Sami Wolf is unlike anyone else at the moment. She’s a self-declared Jewish-addict-lesbian-rapper, and wants that piece of the market cornered. Her Chicago roots provide a husk around her sometimes-sweet voice on her newest record See You On The Moon. The 7 song EP goes back and forth from intimate-laden pop, to spoken word hip-hop, to tender love ballads but with none fading too far right or left of Sami Wolf’s natural sound. I believe that she would feel as home in a Riot Grrl band as she would in a Crunk palace in the deep south. It’s good, needs some fine-tuning, but a good.
Album opener, “Mother” made famous by Danzig, is a tremendous cover song, where Wolf slows down the aggression, and showcases the melody in a different light. “You Make Me Smile” and “The Shovel Song” showcases Wolf’s songwriting ability. “The hip-hop on “Driving 90” through me for a loop, but wasn’t done horribly, I think I was just expecting something other worldly, and received something more terrestrial. “Heart in Tennessee” begins a heartfelt piano – breathy ballad with Wolf’s rhymes on blast, where they work wonderfully, not overly cooked, just the right amount of angst.
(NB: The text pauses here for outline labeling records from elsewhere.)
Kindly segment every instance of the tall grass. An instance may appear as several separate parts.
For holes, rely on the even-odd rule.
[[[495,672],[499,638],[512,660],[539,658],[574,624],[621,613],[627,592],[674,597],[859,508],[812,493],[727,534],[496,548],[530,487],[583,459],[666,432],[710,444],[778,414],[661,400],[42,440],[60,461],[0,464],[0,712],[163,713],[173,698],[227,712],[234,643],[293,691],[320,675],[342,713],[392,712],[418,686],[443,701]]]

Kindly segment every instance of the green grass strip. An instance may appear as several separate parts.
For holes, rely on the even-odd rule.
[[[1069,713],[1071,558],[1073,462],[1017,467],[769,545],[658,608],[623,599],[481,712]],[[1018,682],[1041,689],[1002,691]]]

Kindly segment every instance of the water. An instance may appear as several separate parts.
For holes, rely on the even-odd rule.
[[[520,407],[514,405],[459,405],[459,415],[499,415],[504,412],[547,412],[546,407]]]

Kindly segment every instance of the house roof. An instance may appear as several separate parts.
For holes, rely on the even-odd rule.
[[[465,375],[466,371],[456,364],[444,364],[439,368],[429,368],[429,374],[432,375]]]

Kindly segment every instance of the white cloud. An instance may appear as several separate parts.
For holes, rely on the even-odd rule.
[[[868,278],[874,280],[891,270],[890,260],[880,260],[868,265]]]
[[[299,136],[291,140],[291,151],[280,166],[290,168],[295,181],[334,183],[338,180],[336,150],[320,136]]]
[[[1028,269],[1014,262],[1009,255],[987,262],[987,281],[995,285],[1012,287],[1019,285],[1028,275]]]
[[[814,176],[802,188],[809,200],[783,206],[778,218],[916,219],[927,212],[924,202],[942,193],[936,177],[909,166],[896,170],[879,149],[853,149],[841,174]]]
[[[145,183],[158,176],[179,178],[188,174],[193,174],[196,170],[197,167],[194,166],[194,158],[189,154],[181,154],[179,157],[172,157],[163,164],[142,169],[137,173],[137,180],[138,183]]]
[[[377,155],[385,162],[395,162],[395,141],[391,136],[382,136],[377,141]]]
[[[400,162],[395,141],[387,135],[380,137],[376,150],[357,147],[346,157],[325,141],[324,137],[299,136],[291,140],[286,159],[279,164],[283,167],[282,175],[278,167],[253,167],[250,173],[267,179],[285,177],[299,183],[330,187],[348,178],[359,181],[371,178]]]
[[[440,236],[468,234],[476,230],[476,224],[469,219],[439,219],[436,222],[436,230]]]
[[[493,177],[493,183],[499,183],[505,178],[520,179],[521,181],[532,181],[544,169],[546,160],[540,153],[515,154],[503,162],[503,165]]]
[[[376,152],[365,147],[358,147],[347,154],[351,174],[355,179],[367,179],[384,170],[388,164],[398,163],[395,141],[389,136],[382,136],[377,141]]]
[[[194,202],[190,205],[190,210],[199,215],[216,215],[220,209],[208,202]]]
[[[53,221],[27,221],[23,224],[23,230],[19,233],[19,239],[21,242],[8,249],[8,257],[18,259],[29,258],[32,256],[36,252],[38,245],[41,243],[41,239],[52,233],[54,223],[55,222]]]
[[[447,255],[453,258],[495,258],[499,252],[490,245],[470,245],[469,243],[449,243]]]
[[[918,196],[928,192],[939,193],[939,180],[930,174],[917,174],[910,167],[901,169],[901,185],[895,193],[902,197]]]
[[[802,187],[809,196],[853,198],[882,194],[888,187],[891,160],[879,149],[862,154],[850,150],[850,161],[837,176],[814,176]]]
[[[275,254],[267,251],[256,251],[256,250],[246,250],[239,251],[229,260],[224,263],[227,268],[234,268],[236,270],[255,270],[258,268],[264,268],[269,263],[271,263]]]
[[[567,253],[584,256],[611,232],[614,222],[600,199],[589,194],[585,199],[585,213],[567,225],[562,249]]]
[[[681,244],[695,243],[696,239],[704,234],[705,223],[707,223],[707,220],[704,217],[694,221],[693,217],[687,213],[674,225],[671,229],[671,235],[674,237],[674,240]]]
The record ends with the Carole King penned Shirelles hit “Will You Still Love Me Tomorrow”, a laid-back cover version much in the same vein as “Mother” with Wolf’s rolling vocals leaning hard on each passionate vowel.
Wolf runs the gamut through genre’s; within songs and around her compositions, blasting them wide open. It works, and we all should want to see more of it.